Plans are also underway for additional allowances for distance education students, NBN stated. NBN will consult with industry on plans to provide a separate 50 GB monthly data allowance to eligible distance education students.
The plans will be offered to retail service providers, which in turn are expected to launch plans at varying price points, ranging from low-cost to heavy data plans.

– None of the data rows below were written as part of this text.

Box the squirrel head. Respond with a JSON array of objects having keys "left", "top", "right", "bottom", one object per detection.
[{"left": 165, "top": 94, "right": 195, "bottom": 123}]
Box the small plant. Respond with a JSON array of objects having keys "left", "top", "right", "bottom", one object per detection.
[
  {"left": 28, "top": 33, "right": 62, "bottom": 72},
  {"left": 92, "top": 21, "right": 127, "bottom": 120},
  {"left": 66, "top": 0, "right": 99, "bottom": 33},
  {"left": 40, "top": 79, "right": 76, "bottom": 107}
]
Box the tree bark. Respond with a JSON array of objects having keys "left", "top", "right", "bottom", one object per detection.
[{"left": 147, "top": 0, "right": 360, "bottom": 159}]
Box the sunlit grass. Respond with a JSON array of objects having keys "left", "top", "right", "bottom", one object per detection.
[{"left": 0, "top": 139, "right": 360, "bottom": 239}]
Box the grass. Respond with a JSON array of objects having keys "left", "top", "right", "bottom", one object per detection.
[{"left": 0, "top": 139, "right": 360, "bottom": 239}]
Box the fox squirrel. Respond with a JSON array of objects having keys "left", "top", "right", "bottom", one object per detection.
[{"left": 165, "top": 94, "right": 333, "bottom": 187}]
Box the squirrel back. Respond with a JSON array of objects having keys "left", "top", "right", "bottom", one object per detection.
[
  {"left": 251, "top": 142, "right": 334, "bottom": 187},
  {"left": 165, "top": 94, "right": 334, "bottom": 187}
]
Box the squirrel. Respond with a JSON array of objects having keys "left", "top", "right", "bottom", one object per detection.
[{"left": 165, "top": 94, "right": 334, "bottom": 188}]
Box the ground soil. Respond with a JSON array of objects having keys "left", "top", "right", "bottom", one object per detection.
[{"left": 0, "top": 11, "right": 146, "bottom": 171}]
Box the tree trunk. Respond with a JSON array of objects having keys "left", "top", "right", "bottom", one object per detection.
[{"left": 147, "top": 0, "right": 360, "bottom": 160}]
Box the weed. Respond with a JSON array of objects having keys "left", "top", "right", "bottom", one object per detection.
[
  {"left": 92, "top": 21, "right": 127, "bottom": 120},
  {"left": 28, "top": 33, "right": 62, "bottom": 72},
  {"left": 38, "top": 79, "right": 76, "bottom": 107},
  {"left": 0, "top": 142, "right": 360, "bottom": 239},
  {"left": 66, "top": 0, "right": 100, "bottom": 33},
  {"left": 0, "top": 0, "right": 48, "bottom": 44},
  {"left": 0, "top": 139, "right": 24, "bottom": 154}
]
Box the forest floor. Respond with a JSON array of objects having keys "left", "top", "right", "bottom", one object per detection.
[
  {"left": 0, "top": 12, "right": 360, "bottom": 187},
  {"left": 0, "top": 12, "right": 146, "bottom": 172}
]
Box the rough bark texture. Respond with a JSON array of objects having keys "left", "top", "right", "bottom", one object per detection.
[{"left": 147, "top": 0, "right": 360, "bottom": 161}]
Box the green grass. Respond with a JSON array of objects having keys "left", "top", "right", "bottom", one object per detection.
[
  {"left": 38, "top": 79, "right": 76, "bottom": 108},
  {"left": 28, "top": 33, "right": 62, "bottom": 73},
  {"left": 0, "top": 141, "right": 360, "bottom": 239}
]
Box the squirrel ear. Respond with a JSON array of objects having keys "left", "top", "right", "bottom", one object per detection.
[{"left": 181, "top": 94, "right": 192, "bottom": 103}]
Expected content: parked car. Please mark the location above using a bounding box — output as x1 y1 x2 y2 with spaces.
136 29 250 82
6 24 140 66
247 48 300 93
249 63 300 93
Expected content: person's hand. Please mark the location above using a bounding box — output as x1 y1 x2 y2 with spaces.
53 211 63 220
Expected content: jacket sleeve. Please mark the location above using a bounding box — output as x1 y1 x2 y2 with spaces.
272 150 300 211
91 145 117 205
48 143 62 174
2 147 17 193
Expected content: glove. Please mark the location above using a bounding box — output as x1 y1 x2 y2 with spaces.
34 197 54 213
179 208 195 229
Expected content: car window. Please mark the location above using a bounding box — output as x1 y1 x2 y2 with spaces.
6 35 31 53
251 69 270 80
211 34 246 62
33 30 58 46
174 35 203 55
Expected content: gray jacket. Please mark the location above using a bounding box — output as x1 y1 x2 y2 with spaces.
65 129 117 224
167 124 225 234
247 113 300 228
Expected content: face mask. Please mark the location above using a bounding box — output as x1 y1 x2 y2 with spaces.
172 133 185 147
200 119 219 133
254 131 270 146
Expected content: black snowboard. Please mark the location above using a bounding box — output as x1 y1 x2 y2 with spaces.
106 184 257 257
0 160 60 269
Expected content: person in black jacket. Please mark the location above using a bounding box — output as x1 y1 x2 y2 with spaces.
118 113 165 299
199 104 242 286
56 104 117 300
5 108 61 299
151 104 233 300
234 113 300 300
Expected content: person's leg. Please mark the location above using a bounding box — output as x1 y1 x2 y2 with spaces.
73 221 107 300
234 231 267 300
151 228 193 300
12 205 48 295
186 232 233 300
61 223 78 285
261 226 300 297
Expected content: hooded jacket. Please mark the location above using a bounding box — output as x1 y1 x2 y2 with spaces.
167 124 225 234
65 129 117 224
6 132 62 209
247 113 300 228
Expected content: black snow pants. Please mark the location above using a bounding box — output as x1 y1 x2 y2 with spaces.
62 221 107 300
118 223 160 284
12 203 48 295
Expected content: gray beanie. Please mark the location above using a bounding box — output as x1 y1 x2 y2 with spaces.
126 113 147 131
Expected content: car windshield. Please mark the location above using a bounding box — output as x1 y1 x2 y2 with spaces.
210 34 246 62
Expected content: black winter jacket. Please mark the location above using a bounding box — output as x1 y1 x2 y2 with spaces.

Entry-level wholesale plans will enable providers to offer up to 75 GB per month plans during peak periods, while higher value wholesale options could allow providers to construct peak usage plans up to 150 GB per month.
“The capacity increase has been made possible through a combination of covering premises with other NBN technologies and making more use of the second purpose-built broadband satellite due to be launched next year,” NBN stated.
“As part of this strategy – budgeted for in the current Corporate Plan – 40,000 premises are set to move to the fixed line and fixed wireless footprint, resulting in more available capacity on the satellite network.”
NBN’s second satellite is set to play a greater role than originally planned, with NBN effectively utilising the unallocated capacity of the satellite.
“Children living in rural and remote locations have long suffered poor access to broadband,” Isolated Children’s Parents’ Association (ICPA) federal president Wendy Hick commented. “The impact on schooling has caused serious concerns amongst users.
“Today’s announcement is the result of collaboration between NBN, government and organisations such as ICPA working together to address the challenges presented. This should allow Australian children to keep up to speed with their education, no matter where they live.”